体表には体節ごとに短いながらも頑丈な剛毛が生えていて、この剛毛がスパイクとして機能することでミミズの体の運動を前方への移動にすることができます。

成熟したミミズで舎体の前の方にいくつかの体節にまたがった肥大した帯状部分を持ちます。

 

多くの大型ミミズの類は環帯寄りも前方の腹面に雄性生殖孔があり、環帯の腹面に雌性生殖孔があります。

雌雄同体で繁殖時期になると二頭の生態が体を逆方向に向けて環帯部分の覆面を接着することで交接を行い、精子を交換します。

自切行為も見られますが、前半身から後半身の再生は見られますが、後半身からの再生は行われません。

芝生のミミズ

成熟したミミズは結構な量の糞をします。

ミミズは1日当たり、自分の体重の半分くらいから同量程度の餌を摂取し、その糞が良質な肥料や土壌改良剤として利用されていたりもするのですが、一方で糞として排泄した土塊がイネの苗を覆って機会による稲刈りに支障を与えたり、地表に多くの糞塊を積み上げるのでゴルフ場の芝生を汚損することから害虫として扱われるものもあります。

 

芝生に糞塊を積み上げるのはクソミミズと言われ、悪臭があり、体長は150㎜、はば5mmほどのちゅうがたのミミズです。
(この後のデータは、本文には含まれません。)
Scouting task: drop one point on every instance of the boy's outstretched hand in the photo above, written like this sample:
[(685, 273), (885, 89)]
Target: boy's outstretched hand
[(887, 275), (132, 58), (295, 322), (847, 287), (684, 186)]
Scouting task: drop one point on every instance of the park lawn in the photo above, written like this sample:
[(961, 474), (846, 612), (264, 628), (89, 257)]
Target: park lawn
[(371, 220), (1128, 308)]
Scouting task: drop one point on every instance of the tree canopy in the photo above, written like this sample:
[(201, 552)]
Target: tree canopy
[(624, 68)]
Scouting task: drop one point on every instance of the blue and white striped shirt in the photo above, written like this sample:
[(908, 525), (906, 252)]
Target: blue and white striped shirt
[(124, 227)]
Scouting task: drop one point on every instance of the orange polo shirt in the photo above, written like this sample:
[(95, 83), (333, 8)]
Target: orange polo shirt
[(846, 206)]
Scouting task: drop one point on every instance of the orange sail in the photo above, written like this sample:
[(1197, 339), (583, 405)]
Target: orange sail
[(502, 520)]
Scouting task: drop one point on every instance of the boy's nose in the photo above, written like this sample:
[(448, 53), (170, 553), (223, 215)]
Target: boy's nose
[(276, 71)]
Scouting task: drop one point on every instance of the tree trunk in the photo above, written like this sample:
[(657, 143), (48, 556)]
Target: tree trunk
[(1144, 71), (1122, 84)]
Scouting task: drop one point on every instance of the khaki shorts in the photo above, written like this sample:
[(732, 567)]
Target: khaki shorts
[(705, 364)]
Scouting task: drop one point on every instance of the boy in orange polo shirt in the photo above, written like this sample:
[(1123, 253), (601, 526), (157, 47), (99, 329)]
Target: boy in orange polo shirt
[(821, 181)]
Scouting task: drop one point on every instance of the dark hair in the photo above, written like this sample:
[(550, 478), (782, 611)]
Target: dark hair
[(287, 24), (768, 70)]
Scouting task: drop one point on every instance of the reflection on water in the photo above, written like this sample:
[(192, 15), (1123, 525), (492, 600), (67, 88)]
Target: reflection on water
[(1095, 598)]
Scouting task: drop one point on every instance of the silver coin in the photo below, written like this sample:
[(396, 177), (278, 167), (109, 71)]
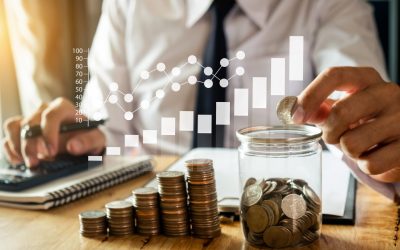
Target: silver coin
[(294, 206), (285, 108), (252, 195)]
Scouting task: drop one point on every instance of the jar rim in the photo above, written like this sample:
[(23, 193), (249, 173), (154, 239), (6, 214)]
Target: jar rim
[(281, 134)]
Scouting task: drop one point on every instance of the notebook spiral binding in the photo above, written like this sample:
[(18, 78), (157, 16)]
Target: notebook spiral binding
[(94, 185)]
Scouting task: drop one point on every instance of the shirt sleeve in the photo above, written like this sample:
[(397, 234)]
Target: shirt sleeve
[(107, 64), (348, 37)]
体節数は110~138程あり、背面は緑を帯びて、特に後方で鮮明で前方は緑がかった灰色になっています。

 

腹面は青白い灰色で環帯は乳色からチョコレート色をしています。

日本では北海道から九州、沖縄にも生息していて、日本産のミミズの中では最もよく地表に糞塊を排出する種類です。

糞塊を作るのは4~10月。

 

地下10㎝程度までの深さに集中しており、寒くなるとより深く潜るようになります。

不活発で地上に出しても跳ねたりくねりまわったりせず、塊のように丸まってしまいますが、この時に悪臭を放ちます。

クソミミズの糞塊は時に高さが1㎝にも及びます。

 

最も活発なのが6月で、今までの記録では1㎡辺り乾燥重量で1kgを上回ったこともあるほど。
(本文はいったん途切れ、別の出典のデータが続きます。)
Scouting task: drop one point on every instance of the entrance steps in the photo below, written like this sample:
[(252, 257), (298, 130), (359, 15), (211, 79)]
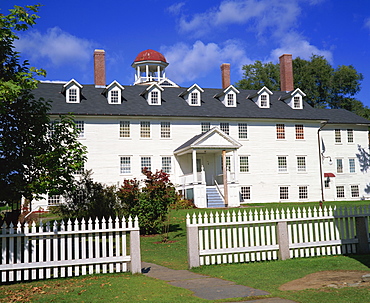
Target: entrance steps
[(214, 198)]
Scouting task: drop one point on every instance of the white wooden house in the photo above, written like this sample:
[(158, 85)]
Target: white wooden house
[(220, 146)]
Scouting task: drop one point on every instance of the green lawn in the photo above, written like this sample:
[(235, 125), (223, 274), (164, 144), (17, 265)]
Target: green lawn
[(137, 288)]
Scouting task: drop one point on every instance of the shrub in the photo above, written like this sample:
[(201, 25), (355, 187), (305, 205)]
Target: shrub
[(150, 203)]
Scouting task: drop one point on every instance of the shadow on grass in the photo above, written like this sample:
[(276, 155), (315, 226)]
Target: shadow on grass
[(364, 259)]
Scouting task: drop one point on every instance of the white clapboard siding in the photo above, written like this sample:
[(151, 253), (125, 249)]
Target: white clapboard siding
[(247, 236), (74, 248)]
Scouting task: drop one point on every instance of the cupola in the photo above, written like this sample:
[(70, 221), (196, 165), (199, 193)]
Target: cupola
[(150, 67)]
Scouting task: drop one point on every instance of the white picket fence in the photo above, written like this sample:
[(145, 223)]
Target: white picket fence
[(54, 250), (247, 236)]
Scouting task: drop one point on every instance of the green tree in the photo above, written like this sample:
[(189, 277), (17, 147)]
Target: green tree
[(150, 203), (36, 156), (325, 86)]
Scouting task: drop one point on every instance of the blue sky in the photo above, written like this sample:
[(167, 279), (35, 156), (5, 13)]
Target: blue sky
[(196, 37)]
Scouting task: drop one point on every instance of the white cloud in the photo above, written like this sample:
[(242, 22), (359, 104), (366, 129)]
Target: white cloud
[(189, 62), (292, 43), (55, 46), (260, 16)]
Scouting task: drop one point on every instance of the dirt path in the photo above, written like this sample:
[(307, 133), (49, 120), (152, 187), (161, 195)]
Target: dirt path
[(329, 278)]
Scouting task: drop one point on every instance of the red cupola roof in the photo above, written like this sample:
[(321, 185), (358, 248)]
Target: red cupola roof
[(150, 55)]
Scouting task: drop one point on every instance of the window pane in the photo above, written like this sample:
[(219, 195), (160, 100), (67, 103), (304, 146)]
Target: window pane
[(166, 164), (245, 192), (146, 162), (243, 164), (125, 165), (145, 129), (299, 132), (280, 131), (224, 127), (243, 130), (165, 130), (284, 192), (282, 164), (124, 129)]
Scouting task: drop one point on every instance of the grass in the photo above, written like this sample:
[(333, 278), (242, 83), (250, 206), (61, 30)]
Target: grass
[(173, 254)]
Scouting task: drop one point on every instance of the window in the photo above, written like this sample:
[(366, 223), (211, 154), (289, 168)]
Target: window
[(146, 162), (154, 97), (54, 200), (282, 164), (280, 131), (114, 95), (243, 130), (245, 192), (339, 166), (145, 129), (243, 164), (205, 126), (165, 130), (338, 138), (228, 163), (230, 99), (340, 191), (284, 192), (350, 135), (263, 99), (303, 192), (301, 163), (352, 165), (194, 98), (166, 164), (80, 127), (124, 129), (299, 132), (224, 127), (296, 102), (72, 95), (355, 192), (125, 165)]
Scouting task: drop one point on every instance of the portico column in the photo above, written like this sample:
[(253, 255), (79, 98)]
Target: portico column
[(236, 171), (195, 179)]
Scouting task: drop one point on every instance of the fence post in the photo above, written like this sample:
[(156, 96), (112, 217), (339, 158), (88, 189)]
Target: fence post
[(362, 235), (193, 246), (283, 239), (135, 249)]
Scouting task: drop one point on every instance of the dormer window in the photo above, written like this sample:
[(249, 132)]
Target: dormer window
[(153, 97), (261, 97), (192, 95), (113, 92), (264, 100), (228, 96), (294, 99), (230, 99), (72, 91), (153, 94)]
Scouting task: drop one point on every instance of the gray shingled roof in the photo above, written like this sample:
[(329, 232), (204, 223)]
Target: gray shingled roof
[(94, 103)]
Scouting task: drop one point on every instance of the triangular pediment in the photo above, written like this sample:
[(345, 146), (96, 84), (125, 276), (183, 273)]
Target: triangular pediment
[(213, 139)]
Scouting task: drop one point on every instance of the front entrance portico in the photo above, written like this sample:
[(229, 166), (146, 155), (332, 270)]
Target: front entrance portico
[(206, 167)]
ゴルフ場などではゴルフボールが汚れるだけでなく、芝生にもダメージがあることから対策が考えられています。

ミミズの駆除

糞塚を発見したら、それは一つ一つ散らすか取り除くしかないのですが、その前に、ミミズが成熟して大きな糞塊を作る前、3から4月頃に小さなミミズを駆除しておくと効果があります。

小さなミミズ駆除の有効なのは椿油粕です。

椿油粕を地中にしみこませることによって、椿油粕に含まれているサポニンという天然の界面活性剤が土壌中にいきわたります。

ミミズはこのサポニンによって体表のヌメリが除去されるのを嫌がり、地表に逃げ出してきます。

 

地表に出てきたミミズは紫外線を浴び死んでしまうか、鳥たちの餌になります。

ポイントは椿油粕を蒔いた後にしっかりと散水して土壌中に成分をしみこませることです。

散水してからミミズが地表に出てくるまでの時間は、散水中のこともあれば30分以上かかることもあります。

様子をみながら散水するようにしましょう。